Belum lama berselang, seorang bocah yang mencuri sandal jepit milik
seorang polisi, terancam hukuman lima tahun penjara. Juga beberapa hari
lalu, dua orang pemuda difabel (cacat mental) ditahan karena mencuri
sembilan tandan pisang yang harganya tidak sampai seratus ribu. Ada lagi
kasus dimana seorang bocah dibui lima tahun hanya karena mencuri pulsa
sepuluh ribu. Bahkan ada juga seorang nenek yang ditahan satu bulan
hanya karena mencuri tiga butir kakao.
Oke,
terlepas dari apapun alasannya, mencuri adalah suatu perbuatan tercela
yang pantas mendapatkan hukuman. Akan tetapi, pantaskah ketika hukuman
tegas tersebut hanya diberikan kepada rakyat kecil? Ketika golongan
berduit yang mencuri uang rakyat, bahkan ketika kerugian yang
ditimbulkannya jauh lebih besar dibanding nominal curian sang rakyat
kecil, hukuman yang diberikan terkesan lebih ringan. Hukum di negeri ini
cenderung tidak berdaya melawan penguasa dan pemilik modal. Para elite
negeri ini dapat dengan mudah berkelit dari jeratan hukum, menggunakan
kekuasaan dan uang yang ia miliki. Bahkan tidak hanya perangkat
hukumnya, aparat penegak hukum juga pemerintah saat ini kurang memiliki
keberpihakan terhadap rakyat kecil. Termasuk diantaranya adalah kurang
membantu rakyat kecil untuk memperoleh keadilan ketika berhadapan dengan
hukum.
Guru
Besar Sekolah Tinggi Filsafat Driyakarya, Mudji Santoso berpendapat,
boleh dibilang hukum di Indonesia saat ini justru menjadi sumber dari
ketidak adilan. Bisa disimpulkan seperti ini, karena hampir semua
perangkat hukum di Indonesia memihak pada pemegang kekuasaan dan pemilik
modal, bukan memihak pada kebenaran dan keadilan. Keadilan justru
ditentukan oleh kombinasi dari permainan kepentingan, kekuasaan,
jabatan, dan uang. Kondisi ini sangat berbahaya, karena yang berlaku
dalam kehidupan ini semakin mirip dengan hukum rimba. Siapa yang kuat,
ia yang menang. Masyarakat akan mengalami krisis, dan hukum akan
terlecehkan.
Putusan
bersalah yang dijatuhkan pada AAL yang mencuri sendal jepit itu karena
hakim terlalu kaku dalam menilai suatu perkara. Hakim justru tak mampu
memahami esensi dari hukum, serta kearifan yang terkandung dalam aturan
hukum. Hakim bukanlah komputer yang jika diinputkan suatu nilai, maka
outputnya pasti adalah hasil operasi dari nilai tersebut tanpa melihat
faktor-faktor lain diluar nilai tersebut. Suatu kesalahan dalam membuat
suatu putusan apabila mengaplikasikan ketentuan tanpa melihat substansi
dari hukum itu sendiri. Sebagai contoh adalah terdapat dua fakta.

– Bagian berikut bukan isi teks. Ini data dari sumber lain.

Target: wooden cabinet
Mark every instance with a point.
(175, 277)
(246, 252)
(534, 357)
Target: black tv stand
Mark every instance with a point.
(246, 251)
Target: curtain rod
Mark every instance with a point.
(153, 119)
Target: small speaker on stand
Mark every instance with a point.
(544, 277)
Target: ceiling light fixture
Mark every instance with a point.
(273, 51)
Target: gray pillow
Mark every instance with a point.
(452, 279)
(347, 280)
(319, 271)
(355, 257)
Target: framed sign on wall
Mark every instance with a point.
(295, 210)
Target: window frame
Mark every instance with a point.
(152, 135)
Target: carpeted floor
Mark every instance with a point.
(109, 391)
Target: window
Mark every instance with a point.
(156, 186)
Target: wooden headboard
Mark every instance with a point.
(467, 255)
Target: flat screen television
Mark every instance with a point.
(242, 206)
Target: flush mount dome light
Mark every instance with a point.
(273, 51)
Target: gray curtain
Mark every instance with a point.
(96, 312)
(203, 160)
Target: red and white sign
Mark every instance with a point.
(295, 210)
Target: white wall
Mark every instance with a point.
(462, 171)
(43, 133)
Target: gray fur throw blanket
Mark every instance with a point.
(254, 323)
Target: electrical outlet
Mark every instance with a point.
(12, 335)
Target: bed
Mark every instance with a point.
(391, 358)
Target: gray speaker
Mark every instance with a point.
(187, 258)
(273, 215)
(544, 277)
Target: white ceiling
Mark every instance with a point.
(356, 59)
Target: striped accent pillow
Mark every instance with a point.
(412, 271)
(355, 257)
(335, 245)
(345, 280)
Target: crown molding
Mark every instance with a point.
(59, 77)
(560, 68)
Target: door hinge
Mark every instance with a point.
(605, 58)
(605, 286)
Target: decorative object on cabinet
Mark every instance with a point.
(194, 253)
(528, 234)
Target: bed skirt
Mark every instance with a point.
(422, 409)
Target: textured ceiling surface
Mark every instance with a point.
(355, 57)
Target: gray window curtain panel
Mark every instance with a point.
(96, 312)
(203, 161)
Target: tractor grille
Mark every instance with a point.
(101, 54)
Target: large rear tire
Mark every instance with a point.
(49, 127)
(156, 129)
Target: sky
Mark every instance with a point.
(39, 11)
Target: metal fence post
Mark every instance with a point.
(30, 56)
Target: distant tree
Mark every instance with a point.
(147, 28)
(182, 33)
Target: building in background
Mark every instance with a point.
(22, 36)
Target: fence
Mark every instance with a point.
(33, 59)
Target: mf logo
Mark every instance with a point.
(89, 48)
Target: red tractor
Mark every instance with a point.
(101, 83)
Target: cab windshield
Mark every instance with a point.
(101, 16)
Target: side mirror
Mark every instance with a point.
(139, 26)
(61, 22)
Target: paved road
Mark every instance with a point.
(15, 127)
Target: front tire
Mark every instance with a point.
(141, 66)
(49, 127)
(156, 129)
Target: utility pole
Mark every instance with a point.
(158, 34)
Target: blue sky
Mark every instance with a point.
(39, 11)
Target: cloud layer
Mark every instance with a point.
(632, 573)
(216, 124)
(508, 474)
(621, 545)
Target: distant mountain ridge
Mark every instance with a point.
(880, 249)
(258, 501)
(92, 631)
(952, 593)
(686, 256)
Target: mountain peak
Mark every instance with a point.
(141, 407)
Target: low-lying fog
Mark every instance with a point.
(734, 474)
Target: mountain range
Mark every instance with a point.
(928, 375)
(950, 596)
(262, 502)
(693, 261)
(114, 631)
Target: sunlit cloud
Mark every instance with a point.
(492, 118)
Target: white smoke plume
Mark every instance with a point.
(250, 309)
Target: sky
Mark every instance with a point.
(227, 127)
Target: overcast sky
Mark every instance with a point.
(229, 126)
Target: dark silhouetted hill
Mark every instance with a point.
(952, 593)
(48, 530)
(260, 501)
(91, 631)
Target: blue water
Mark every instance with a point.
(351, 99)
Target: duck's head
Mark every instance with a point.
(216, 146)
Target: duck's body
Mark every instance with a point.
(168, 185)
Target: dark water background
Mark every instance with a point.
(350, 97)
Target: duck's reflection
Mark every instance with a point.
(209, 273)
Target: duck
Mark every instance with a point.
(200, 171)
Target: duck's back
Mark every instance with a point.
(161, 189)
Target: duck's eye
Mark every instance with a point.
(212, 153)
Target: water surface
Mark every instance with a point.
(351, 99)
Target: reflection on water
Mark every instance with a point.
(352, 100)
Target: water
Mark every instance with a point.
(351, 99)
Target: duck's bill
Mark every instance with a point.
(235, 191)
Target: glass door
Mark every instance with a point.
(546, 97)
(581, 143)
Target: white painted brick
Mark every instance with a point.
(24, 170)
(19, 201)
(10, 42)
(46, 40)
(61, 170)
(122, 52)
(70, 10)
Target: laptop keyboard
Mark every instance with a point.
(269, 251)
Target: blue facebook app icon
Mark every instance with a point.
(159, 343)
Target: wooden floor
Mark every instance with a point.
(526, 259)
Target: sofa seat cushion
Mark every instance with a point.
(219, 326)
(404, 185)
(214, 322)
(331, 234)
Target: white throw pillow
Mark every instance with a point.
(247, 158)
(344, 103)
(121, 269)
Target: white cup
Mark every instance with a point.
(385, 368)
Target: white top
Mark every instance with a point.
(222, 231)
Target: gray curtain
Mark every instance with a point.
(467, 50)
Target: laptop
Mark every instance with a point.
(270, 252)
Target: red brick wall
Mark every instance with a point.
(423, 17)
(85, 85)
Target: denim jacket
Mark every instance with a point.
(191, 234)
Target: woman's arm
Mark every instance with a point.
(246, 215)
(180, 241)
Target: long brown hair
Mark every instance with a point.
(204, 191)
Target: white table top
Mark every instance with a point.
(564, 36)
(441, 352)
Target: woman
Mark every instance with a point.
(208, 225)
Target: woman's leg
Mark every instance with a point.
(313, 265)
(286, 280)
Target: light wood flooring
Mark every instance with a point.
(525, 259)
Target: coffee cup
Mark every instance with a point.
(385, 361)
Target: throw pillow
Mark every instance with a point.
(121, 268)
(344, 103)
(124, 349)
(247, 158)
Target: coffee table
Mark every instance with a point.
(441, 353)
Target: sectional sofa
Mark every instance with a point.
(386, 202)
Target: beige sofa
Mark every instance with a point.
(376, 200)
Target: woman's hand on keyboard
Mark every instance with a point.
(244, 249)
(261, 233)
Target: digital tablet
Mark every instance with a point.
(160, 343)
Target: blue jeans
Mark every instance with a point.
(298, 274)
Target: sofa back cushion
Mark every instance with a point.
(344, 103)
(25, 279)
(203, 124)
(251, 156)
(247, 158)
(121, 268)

“Mencuri merupakan sebuah tindakan pidana”. “Pelaku tindak pidana harus
dihukum”. Maka, ketika didapati ada seseorang mencuri sendal jepit, maka
ia pun harus dihukum. Sebetulnya, hal itu tidak benar. Hakim juga harus
mempertimbangkan beberapa aspek lainnya, seperti siapakah yang
mencurinya, dan apa alasannya. Sebetulnya, sifat perbuatan melawan hukum
itu bisa dihilangkan atau dikurangi dengan cara melihat besarnya
kerugian atau dampak yang ditimbulkan pada masyarakat. Untuk beberapa
kasus kecil, seperti pencurian sandal jepit, pisang, atau kakao,
pendekatan seperti itu biasa disebut pendekatan keadilan restoratif
(restorative justice).
Hukum
terlalu tajam bagi rakyat kecil. hal ini dikarenakan rakyat kecil tidak
dilindungi oleh organisasi atau struktur. Kekuatan politik masyarakat
masih lemah. Berbeda dengan pelaku korupsi yang justru dilindungi oleh
partai politik atau bahkan oleh pemerintah.
Dan
juga, apakah penegakan hukum seperti ini mampu menimbulkan efek jera
bagi pelaku korupsi yang jelas-jelas merugikan negara sampai milyaran
rupiah? Sama sekali tidak. Selama uang masih bisa berbicara, selama
aparat hukum masih terbuai dengan materi dan nafsu duniawi, hal ini
tidak akan bisa berlaku efektif. Kita tentunya belum lupa dengan adanya
sel penjara yang layaknya hotel berbintang, dilengkapi dengan spring
bed, TV, serta salon pribadi. Dan kita juga belum lupa kasus tahanan
lembaga pemasyarakatan yang dengan suksesnya menyuap aparat untuk bisa
menonton turnamen tenis di Bali, juga bertamasya ke Macau. Dua hal ini
menjadi bukti jelas betapa penegakan hukum di Indonesia masih mudah
dibeli menggunakan uang.
Untuk
para aparat penegak hukum, tegakkanlah hukum tanpa pandang bulu dan
tegaslah dalam bertindak. Dua hal itu apabila dilakukan dengan konsisten
akan cukup untuk menjadikan negara tercinta bersih dari korupsi.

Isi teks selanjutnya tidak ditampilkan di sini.